Первые главы этой книги — о том, как Толстой, начинающий писатель, входил в круг петербургских авангардных литературно-театральных и художественных поисков 1910-х годов, подвергался влияниям, находил свои собственные темы и жанры, сближался и расходился с учителями и друзьями — и в конце концов покинул этот круг. Следующие главы посвящены тому, как литературный Петербург, Петербург символистов и акмеистов, отошедший в небытие, превратился в тайный источник вдохновения, одушевляющего зрелые, по видимости реалистические, вещи Толстого. Кажется, что именно память о счастливой литературной юности, о великом искусстве начала века — об искусстве, у которого ему удалось стать подмастерьем, оказалась талисманом, и прикосновение к этому талисману животворило его произведения: «Детство Никиты», «Аэлита» и, наконец, «Золотой ключик» остались лучшими его и самыми долговечными книгами.

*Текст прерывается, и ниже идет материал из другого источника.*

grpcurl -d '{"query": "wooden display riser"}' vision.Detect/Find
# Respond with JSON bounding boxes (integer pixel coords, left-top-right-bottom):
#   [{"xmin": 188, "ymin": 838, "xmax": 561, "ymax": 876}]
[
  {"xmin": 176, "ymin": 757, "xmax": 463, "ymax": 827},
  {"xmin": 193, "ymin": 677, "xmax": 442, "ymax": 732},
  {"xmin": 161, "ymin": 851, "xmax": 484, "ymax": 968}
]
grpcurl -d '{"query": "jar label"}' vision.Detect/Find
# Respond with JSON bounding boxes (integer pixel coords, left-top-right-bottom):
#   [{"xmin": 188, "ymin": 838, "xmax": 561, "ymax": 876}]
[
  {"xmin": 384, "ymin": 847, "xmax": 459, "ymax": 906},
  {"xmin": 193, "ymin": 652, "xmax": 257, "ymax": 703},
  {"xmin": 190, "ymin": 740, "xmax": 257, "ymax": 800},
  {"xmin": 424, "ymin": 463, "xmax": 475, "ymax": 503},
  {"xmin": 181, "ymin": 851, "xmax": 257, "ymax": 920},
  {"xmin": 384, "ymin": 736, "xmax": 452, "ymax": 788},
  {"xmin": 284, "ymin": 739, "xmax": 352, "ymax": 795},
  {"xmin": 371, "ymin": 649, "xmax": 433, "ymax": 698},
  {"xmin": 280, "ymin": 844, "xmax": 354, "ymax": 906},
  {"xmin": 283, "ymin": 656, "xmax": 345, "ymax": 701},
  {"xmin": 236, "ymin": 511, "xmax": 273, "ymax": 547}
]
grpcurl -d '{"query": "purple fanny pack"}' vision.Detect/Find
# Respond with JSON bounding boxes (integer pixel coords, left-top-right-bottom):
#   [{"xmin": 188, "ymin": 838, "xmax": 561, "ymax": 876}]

Я не даю систематического описания литературных отношений Толстого. Его мучительно преодолеваемое поклонение Блоку, осложненное неприязнью со стороны самого поэта, уже неоднократно рассматривалось. Зато малоизвестны его пересечения с Белым, которым посвящена специальная глава. В нескольких эпизодах книги фигурируют два главных литературных ментора Толстого — Гумилев и Волошин. Одной из центральных гипотез книги было предположение о третьем литературном учителе: я попыталась проследить зависимость Толстого-драматурга и прозаика от Кузмина, причем не только в ранний период и независимо от биографических перипетий.
Напротив, Ремизов, для начинающего Толстого писатель чрезвычайно важный и чуть ли не центральный, очень скоро свое влияние утратил, и отношения их резко охладились, поэтому он остался — возможно, несправедливо — на периферии моего исследования. В книге бегло изложен знаменитый конфликт вокруг «хвостов», но почти не затронуты литературные связи Толстого и Сологуба, до сих пор практически неисследованные, хотя в истории русской литературной сказки интонации и стилистические находки Сологуба должны были повлиять на раннего Толстого не меньше ремизовских. Почти не затрагивается многолетняя и драматическая история знакомства его с Цветаевой, с кризисами и резкими выпадами друг против друга в печати. Зато я попыталась здесь, как кажется, впервые подробно описать траекторию отношений Толстого и Ахматовой.
В рассказе о 1907–1915 годах, как и в главе 7-й, посвященной 1935 году и биографическим обстоятельствам создания «Золотого ключика», книга во многом опирается на новые, в основном еще не опубликованные материалы. Это в первую очередь черновик воспоминаний жены Толстого Софьи Дымшиц-Толстой о его «петербургском периоде» и об их расхождении в 1914–1915 годах, а также о своей дальнейшей жизни, найденный в архиве моего отца (рукопись досталась ему от Н. В. Крандиевской, которая с Дымшиц в послевоенные годы дружила). «Непричесанный» черновик в чем-то шире обеих отредактированных версий этих мемуаров: и опубликованной, находящейся в архиве писателя в ИМЛИ, и более полной, хранящейся в Русском музее в Петербурге. К сожалению, и наша версия (Дымшиц-Толстая рук.) тоже не полна.
Софья Исааковна Дымшиц-Толстая написала свои воспоминания в 1950-х годах. Наша версия — это явно первый, черновой вариант, с зачеркиваниями и исправлениями прямо в тексте. Очевидно, текст рукописи был местами расширен, местами сокращен, отредактирован и перепечатан на машинке в том же 1950 г. — судя по датировке машинописной версии, хранящейся в Русском музее, куда Софья Исааковна сдала ее в 1962 году (Дымшиц-Толстая 1950).
Другая версия, также рукописная, но беловая и более полная, находится у дочери Софьи — Марины Шиловской.